Copyright is overrated. (Score:2)
Copyright is overrated.
Re: (Score:2)
yes indeed. the irony is that the odds that the copyrighted content was generated/decorated by chatgpt increase every day.
text generators are just the last nail on the coffin, journalism was becoming universally rubbish anyway, it isn't worth the effort to properly protect and paywalls are a joke to feed on the most gullible low hanging fruit. this is just extra income, the core business model is still ads, bulk traffic and ... "influences". most paywalled news articles simply aren't worth the 30secs to 5mi
Archives (Score:5, Informative)
I feel like now is a good time to mention, the following archive sites that will get you around most paywalls:
https://archive.is/ [archive.is]
https://archive.ph/ [archive.ph]
Re: (Score:1)
This has to do with search engine integration (Score:3)

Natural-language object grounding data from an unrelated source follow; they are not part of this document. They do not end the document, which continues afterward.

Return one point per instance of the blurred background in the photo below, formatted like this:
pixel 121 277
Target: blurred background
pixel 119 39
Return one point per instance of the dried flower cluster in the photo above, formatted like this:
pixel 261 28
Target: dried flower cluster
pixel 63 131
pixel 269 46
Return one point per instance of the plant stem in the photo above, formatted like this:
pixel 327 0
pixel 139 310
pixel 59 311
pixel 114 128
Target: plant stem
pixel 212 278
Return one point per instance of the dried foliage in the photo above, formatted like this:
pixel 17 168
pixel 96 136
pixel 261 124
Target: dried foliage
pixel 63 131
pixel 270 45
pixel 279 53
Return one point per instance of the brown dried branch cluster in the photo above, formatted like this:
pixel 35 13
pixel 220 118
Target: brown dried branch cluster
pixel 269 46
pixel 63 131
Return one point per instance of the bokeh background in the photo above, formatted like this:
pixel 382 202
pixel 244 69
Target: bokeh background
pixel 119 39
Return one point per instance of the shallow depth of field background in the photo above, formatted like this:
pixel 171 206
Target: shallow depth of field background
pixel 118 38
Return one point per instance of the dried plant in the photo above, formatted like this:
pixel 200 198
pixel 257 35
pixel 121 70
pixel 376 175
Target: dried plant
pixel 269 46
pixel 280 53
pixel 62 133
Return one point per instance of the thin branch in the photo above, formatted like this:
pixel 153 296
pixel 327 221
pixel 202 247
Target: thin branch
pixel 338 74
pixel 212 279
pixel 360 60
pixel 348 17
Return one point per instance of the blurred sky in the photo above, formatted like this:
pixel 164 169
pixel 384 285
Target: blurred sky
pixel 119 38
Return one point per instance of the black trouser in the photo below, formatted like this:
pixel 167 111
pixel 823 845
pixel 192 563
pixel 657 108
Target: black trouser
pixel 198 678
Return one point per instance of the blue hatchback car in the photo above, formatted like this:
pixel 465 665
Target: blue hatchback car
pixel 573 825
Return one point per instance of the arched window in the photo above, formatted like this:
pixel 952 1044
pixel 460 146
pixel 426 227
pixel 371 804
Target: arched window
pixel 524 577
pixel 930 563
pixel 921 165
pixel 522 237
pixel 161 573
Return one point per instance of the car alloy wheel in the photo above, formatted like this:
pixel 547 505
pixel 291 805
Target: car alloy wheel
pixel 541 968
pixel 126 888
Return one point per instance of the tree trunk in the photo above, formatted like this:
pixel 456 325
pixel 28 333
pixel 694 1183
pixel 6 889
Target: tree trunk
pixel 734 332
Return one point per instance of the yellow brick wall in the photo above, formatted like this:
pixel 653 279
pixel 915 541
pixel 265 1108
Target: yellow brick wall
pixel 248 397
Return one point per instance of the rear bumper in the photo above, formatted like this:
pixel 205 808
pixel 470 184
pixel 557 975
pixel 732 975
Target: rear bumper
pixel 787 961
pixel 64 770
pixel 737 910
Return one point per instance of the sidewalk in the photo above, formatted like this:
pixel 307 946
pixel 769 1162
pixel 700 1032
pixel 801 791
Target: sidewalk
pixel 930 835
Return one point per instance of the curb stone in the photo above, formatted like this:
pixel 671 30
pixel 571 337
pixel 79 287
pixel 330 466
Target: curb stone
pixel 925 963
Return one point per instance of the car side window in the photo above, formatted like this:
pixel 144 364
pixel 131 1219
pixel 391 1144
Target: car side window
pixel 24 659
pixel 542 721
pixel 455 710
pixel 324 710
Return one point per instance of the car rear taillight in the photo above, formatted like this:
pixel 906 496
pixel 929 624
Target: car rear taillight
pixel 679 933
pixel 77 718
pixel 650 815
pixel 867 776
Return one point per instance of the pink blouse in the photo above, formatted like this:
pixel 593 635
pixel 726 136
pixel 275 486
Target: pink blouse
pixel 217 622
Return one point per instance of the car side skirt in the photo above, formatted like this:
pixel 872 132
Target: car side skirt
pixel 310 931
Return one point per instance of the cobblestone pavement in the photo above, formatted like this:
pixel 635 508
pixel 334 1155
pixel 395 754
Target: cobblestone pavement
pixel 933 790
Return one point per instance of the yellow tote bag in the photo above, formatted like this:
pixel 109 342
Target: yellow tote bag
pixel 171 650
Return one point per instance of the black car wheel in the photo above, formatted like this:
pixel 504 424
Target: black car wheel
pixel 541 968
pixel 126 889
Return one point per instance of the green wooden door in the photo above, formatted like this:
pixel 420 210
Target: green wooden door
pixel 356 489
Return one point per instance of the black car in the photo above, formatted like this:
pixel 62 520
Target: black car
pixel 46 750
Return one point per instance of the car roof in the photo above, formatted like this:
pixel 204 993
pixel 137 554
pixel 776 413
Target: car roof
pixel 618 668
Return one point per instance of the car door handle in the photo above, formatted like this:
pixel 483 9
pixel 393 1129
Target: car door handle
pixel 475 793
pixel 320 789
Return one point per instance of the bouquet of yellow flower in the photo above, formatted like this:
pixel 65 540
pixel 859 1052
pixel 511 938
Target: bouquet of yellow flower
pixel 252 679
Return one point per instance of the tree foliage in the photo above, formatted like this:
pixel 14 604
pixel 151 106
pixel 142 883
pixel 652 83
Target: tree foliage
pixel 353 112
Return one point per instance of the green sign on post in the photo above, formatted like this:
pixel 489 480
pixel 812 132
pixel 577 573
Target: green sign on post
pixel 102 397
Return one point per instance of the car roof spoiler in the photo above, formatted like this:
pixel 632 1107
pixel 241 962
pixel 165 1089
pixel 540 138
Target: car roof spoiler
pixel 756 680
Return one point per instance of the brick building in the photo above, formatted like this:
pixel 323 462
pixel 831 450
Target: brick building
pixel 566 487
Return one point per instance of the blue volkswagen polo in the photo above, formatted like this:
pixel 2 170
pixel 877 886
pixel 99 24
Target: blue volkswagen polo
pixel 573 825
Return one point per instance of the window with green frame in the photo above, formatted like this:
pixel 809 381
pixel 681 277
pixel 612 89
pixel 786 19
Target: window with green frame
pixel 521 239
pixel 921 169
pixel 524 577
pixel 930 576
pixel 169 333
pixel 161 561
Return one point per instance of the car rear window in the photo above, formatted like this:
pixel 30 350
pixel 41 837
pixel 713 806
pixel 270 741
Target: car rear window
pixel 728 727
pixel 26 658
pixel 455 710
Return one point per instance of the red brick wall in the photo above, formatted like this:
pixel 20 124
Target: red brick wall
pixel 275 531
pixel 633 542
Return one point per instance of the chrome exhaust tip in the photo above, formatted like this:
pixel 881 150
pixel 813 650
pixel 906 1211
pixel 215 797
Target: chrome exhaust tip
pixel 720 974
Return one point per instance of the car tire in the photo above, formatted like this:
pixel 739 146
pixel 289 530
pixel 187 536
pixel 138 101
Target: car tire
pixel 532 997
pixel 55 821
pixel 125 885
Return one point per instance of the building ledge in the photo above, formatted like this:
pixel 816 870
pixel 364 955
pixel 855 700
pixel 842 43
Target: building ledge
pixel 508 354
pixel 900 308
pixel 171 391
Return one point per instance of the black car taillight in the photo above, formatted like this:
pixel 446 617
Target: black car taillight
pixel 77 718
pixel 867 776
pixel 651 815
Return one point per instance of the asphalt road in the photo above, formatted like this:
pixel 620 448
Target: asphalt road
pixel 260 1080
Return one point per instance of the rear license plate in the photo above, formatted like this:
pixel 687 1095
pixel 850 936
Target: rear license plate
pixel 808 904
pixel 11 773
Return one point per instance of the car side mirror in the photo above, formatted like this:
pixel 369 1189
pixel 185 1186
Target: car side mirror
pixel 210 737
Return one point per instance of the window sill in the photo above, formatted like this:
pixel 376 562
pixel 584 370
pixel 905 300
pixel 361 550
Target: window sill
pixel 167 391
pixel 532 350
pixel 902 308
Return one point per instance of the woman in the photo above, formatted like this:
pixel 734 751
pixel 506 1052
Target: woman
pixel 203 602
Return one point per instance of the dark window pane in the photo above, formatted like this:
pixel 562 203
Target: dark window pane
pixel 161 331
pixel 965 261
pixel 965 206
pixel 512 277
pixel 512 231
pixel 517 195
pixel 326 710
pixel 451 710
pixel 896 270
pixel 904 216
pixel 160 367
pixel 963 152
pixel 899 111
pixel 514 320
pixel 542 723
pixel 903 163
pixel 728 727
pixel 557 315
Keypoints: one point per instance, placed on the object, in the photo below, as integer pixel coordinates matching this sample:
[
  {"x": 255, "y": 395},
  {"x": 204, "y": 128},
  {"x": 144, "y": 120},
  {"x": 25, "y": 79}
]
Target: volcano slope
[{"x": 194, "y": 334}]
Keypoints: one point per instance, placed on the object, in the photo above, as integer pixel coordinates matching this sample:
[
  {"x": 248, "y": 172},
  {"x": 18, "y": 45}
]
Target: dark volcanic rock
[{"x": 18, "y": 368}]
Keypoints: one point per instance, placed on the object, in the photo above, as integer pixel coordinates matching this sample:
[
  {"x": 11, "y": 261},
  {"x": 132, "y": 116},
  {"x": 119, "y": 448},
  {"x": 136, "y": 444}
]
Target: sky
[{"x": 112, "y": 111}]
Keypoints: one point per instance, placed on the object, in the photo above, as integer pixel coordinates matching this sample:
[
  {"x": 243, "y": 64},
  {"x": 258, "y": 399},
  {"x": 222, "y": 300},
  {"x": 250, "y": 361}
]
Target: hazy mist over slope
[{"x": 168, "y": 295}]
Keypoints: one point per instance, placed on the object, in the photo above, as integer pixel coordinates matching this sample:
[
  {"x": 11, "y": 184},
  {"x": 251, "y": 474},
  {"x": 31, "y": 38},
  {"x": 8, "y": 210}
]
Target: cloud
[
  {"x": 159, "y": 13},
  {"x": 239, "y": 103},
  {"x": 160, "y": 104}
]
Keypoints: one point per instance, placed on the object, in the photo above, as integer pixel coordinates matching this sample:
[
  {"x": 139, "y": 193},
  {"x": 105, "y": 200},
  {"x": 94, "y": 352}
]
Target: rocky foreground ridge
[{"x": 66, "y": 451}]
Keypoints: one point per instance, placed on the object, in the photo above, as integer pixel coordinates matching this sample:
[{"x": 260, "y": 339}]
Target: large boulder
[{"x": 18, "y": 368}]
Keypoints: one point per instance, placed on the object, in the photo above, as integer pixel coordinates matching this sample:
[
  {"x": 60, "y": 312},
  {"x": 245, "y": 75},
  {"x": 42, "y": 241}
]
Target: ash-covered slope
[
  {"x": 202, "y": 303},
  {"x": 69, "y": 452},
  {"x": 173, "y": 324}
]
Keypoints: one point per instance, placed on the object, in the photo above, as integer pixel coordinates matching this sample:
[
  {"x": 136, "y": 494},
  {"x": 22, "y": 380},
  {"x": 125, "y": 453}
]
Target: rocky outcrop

Companies like RedHat and Oracle operate walled garden knowledge bases, they have arranged their filtering to allow search engines to index (read) the entire contents of these paywalled knowledge bases. A normal internet user just gets the abstract of the document, but search engines are able to fetch and index the entire document.
The problem seems to describe the ability for someone to read the entire contents of the paywalled document, not just view the abstract.
It's a clever workaround, when in fact these agreements exist only for SEO to drive customers to their sales funnel. It benefits nobody on the wider internet for search engines to have access to these paywalled gardens, it only benefits their existing customers.
I can't count the number of times that some "answer" to a question has popped up with a pointer to RedHat's site, I just ignore these results now. Besides, their article freshness is like old milk, StackOverflow and related sites are far more appropriate and they are free!
Re: (Score:2)
adding -site:redhat.com to your search works, but it occurs to me that just skipping their links in the search results should lower their rating.
Re: This has to do with search engine integration (Score:3)
inadvertently (Score:5, Interesting)
OpenAI discovered that there are instances where it malfunctions. "For example, if a user specifically asks for a URL's full text, it might inadvertently fulfill this request," said OpenAI.
Doing exactly what it was asked to do is a malfunction.
Web Browsers, Google, Wayback machine all infringe (Score:2)
My web browser can visit all these sites for FREE! Oh my god, ban web browsers!
Why does it stop at 2021? (Score:2)
Why are they going to extra trouble to make sure ChatGTP doesn't know about the Pandemic and what happened as a result? Why don't they want ChatGTP to have current info? They seem pretty determined to stop it. Why?